The reel starts with a familiar kind of promise. A man talks about discipline and personal change, hinting at a dramatic transformation. Then, almost casually, he directs viewers to the link in his bio. The caption reads: “I used to avoid mirrors. Now I can’t believe what I see.”
That link leads to a Payhip storefront run under the name Victor Sterling, the account behind @sterlingfitness__ on Instagram. There, visitors can browse four fitness products priced between $12.99 and $19.99, including a recipe guide credited with helping lose 100 pounds (45 kg) and a twelve-week workout program.

Every single cover image appears to have been generated by artificial intelligence. There is no about page. Nowhere on the site does it disclose whether the content is AI-produced.
The reel in question has drawn 2.6 million views. Sterling’s account, by contrast, has roughly 4,000 followers, a gap that speaks less to the creator’s reach and more to the mechanics of how short-form video gets distributed.
Sterling’s operation is modest compared to what has emerged elsewhere in the AI wellness space. Earlier this year, an account operating under the names Yang Mun and Yangmug built roughly 2.4 million followers across Facebook, TikTok and Instagram in approximately three months.
The persona presented as a Chinese healing monk offering spiritual health guidance, with content aimed at health-conscious American users. Researchers who examined the account concluded that the scenery, voice, facial features, displayed characters and scripted dialogue were all AI-generated, forming what appeared to be a fully automated production pipeline.

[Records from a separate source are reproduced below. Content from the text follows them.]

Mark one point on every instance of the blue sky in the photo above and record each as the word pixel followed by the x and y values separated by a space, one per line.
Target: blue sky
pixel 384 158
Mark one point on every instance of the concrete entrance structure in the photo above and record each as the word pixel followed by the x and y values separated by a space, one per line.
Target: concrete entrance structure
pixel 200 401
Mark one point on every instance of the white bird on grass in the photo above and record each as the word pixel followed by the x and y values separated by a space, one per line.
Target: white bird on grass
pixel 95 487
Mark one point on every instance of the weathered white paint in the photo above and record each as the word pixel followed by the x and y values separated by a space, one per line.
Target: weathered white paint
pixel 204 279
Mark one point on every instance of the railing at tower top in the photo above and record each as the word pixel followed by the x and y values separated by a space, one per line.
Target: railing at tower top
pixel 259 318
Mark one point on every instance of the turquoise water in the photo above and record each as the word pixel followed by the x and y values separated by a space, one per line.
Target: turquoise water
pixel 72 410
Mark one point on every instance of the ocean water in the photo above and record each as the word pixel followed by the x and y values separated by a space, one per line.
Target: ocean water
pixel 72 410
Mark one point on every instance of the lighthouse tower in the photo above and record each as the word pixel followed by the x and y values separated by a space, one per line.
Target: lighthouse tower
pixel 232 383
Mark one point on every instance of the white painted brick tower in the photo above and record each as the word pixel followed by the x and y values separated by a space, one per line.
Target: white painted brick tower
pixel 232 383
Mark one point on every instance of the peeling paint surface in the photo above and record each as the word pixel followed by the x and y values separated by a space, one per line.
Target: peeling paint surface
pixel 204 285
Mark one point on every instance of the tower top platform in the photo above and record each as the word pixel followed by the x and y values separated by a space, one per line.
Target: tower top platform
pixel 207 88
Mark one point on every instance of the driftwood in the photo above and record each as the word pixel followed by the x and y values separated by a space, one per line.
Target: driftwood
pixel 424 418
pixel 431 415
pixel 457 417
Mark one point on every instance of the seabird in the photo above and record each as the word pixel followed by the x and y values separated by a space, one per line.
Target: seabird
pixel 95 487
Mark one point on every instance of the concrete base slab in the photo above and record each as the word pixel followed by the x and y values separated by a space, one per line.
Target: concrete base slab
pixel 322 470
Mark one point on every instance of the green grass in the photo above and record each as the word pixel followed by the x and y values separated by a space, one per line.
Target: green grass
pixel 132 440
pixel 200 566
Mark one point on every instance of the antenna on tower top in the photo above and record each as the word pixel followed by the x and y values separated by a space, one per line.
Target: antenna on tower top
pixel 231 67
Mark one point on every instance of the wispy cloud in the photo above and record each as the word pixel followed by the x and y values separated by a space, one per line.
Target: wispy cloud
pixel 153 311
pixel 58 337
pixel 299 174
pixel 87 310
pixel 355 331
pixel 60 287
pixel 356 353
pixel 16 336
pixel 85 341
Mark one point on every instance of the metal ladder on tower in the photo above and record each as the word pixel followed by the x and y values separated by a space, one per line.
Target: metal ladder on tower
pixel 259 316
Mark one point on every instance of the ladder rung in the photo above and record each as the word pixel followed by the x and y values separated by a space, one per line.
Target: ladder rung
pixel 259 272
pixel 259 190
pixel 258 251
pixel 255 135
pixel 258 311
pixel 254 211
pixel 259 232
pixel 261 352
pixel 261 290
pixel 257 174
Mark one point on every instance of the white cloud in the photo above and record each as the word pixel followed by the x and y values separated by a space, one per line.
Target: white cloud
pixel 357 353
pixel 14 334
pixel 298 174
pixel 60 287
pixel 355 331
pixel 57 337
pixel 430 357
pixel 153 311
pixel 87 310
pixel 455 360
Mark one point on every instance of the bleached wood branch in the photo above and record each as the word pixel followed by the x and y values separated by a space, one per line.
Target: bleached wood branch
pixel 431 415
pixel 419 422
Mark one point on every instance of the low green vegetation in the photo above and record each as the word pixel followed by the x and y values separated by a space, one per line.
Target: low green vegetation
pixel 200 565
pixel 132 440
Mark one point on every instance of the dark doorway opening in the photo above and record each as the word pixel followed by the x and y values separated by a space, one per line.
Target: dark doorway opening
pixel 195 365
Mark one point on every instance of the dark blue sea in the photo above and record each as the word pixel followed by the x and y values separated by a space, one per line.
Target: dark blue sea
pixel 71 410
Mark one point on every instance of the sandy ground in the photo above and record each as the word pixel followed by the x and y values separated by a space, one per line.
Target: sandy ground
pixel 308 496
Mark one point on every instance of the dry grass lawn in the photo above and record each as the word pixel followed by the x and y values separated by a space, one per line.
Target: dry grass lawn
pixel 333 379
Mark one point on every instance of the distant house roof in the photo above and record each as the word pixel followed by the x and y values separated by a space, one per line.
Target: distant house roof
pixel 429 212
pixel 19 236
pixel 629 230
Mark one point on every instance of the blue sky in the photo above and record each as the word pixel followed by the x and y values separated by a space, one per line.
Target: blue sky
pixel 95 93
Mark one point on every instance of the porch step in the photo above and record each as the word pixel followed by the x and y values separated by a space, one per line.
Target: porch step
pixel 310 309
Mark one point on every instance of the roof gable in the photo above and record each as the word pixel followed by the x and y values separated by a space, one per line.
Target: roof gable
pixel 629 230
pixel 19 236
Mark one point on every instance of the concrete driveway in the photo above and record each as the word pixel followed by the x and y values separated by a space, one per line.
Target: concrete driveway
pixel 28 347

In one widely circulated video, the character spoke directly about anxiety and used the moment to promote a paid program: “What once protected the child becomes exhaustion in the adult. Anxiety is not a brokenness. It is adaptation. It is the nervous system saying, I learned this to keep you safe. Healing does not come from fighting the system, but from slowly teaching it that survival is no longer required. This is why the 30-day healing journey exists, not to fix you, but to gently guide the body out of constant alertness, one day at a time.”
That program was priced at $49.99. The account also promoted a $10.99 ebook. Despite the account’s reach, AI disclosure notices, when they appeared at all, were reportedly small enough to miss.